Mais la musique, c’est autre chose. Une voix dépourvue de mots, ce n’est plus que du bruit. Or, le chant de Waltraud Meier est justement fait de mots ; l’extraordinaire prégnance de son allemand (le plus beau, à notre avis, que l’on puisse trouver sur une scène lyrique) réside précisément dans cette capacité à faire procéder la note du verbe, à générer la mélodie par la lente articulation des consonnes. Les appels, sobres mais si déchirants, au « geliebtes Land », dans « der Wanderer », les infimes aspérités apportées à la ligne horizontale de « Du bist die Ruh », ou à l’écriture récitative de « Seit ich ihn gesehen », le passage, si imperceptible, du « Sehnsucht » au burlesque (ou de « Wo die schönen Trompeten blasen » à « Des Antonio von Padua Fischpredigt »), tout réside dans cet art du mot. Dans les Rückert-Lieder, « Um Mitternacht », à cet égard, est une leçon : on ne sait ce qui, de la savante conduite du chant ou de l’intime intelligence du texte, donne à la voix l’impact presque physique d’un faisceau lumineux, mais on s’est cru, l’espace d’un instant, en pleine Mort d’Isolde. La collaboration, de longue date, entre la cantatrice et son pianiste, est une clef de cette réussite : Joseph Breinl n’est pas toujours le plus inspiré des partenaires, son jeu n’est pas sans raideurs, mais sa loyauté et sa fiabilité créent un terrain où la musique, sollicitée, peut s’exprimer librement. Si vous ajoutez à cela la présence scénique engagée, entière, qui est la signature de Waltraud Meier, et jusqu’à son visage dont l’expressivité précède et annonce le mot et la note, c’est bien de théâtre qu’il s’agit.

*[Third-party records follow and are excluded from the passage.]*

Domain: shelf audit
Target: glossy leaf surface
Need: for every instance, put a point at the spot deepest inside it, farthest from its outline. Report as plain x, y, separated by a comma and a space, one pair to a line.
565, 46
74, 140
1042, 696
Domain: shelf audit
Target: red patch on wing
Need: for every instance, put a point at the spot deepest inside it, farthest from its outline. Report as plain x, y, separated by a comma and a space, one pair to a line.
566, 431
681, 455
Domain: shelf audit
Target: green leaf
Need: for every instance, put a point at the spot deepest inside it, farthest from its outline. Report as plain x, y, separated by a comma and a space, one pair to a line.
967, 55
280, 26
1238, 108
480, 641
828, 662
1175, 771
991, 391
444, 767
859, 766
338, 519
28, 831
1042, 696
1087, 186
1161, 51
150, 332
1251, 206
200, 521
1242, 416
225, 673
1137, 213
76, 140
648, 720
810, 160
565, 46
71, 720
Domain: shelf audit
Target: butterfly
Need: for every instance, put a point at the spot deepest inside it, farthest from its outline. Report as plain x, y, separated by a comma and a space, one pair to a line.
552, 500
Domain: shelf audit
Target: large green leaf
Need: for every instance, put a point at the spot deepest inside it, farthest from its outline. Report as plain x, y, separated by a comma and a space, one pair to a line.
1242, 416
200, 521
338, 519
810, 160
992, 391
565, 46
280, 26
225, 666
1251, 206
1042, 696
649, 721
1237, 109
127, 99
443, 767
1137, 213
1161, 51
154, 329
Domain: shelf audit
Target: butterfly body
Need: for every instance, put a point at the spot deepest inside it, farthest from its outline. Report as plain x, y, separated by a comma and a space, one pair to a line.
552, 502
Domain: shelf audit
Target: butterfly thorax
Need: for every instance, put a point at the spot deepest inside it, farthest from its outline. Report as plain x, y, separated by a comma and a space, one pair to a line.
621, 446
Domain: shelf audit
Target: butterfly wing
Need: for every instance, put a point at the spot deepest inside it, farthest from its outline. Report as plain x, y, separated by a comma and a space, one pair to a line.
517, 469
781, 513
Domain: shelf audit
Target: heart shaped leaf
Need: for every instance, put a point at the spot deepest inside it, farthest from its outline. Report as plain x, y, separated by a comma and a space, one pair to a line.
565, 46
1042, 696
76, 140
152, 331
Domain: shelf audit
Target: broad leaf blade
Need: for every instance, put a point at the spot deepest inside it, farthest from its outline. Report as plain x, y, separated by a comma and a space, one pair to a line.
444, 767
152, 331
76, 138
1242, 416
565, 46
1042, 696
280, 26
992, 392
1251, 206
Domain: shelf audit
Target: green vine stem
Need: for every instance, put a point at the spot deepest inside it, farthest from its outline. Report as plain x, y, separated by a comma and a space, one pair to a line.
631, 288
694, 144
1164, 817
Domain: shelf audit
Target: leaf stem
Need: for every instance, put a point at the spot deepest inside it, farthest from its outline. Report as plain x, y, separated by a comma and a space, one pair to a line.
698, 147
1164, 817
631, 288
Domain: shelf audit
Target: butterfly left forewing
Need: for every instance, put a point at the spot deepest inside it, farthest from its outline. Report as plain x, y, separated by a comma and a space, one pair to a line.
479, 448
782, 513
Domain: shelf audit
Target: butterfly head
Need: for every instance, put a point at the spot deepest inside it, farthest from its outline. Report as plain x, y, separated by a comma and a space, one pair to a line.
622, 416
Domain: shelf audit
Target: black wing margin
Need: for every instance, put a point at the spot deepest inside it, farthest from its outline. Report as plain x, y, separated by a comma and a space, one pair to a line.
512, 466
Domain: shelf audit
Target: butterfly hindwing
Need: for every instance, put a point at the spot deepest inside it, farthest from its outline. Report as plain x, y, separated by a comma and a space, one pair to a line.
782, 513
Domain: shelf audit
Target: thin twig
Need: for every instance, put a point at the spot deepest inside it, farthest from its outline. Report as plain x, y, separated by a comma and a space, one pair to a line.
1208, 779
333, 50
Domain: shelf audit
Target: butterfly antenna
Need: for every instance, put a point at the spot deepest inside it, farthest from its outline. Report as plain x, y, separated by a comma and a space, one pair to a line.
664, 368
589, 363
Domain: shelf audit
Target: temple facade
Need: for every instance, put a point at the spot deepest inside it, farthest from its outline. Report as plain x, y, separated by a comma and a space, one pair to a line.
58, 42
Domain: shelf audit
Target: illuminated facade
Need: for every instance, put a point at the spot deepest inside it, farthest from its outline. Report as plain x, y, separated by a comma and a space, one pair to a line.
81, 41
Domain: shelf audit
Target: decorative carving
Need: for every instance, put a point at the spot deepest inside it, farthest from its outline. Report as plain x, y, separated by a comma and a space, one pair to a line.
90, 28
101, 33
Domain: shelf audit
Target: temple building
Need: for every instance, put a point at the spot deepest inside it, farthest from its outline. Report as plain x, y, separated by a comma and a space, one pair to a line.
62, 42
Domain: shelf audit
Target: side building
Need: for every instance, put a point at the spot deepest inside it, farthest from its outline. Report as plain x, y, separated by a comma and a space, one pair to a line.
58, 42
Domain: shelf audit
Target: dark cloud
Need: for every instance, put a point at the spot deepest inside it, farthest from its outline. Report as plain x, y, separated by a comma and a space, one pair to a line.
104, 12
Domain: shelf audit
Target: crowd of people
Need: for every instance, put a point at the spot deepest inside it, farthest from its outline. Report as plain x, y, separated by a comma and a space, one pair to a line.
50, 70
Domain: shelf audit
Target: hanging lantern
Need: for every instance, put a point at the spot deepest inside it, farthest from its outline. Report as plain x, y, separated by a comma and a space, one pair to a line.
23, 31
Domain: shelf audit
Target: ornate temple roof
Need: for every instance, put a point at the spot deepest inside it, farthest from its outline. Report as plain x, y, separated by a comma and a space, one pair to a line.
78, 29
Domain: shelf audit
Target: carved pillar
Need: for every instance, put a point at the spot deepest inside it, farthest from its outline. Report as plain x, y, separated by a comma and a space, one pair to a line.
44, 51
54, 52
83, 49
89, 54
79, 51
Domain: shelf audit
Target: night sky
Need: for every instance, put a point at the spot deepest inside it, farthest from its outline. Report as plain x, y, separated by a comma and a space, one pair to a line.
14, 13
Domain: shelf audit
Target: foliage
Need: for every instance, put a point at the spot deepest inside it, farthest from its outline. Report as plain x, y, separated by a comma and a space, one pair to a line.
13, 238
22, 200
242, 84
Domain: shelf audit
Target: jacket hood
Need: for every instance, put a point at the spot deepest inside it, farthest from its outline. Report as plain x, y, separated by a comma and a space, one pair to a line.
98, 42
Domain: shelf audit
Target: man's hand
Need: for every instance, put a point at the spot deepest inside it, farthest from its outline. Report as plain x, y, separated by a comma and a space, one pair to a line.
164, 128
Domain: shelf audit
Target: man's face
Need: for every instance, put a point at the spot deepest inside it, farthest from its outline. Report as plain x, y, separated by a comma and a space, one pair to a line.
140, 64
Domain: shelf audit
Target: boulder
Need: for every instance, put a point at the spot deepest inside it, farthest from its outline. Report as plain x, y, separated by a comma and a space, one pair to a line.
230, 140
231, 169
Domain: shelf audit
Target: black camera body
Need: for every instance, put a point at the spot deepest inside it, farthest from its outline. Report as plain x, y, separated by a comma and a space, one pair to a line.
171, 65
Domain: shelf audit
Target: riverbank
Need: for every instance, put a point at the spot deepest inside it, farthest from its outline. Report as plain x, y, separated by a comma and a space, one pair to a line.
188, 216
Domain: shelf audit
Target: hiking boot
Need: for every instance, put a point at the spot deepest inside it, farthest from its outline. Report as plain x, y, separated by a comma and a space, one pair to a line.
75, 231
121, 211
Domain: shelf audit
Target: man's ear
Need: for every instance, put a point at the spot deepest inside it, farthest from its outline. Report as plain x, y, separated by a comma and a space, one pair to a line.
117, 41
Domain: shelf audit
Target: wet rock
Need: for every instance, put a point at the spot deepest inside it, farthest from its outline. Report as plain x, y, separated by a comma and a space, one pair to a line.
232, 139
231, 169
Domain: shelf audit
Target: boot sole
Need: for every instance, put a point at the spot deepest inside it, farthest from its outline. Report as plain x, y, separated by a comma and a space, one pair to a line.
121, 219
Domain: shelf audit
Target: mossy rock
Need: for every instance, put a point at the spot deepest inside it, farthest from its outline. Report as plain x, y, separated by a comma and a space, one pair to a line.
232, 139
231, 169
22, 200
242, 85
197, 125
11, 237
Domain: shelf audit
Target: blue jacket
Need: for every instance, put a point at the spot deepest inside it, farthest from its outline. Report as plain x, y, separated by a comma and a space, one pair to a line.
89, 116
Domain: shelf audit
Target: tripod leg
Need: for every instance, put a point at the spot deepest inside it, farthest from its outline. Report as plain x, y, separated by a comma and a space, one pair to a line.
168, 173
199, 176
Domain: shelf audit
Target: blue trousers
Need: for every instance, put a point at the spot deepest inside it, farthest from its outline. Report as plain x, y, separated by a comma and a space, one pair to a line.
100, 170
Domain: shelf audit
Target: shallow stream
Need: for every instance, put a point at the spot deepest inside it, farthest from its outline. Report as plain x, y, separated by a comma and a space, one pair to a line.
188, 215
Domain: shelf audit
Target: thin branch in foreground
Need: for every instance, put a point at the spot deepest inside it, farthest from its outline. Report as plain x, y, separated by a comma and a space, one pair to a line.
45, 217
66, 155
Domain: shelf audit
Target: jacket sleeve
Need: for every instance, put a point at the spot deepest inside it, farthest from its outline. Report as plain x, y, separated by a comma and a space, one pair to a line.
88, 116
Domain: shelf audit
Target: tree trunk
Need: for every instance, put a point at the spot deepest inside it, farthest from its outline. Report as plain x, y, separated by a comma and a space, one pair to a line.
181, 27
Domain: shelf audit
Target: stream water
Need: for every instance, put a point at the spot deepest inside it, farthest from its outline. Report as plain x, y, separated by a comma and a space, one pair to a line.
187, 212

Du théâtre enfin dans les bis, qui ce soir ne sont en rien des faire-valoir : l’ironie douce-amère de la petite mélodie de Mozart, les larges effusions de « Von ewiger Liebe », la concentration de « Schmerzen », et surtout l’intensité suffocante d’un « Erlkönig » joué et vécu comme un drame… du théâtre, on vous dit !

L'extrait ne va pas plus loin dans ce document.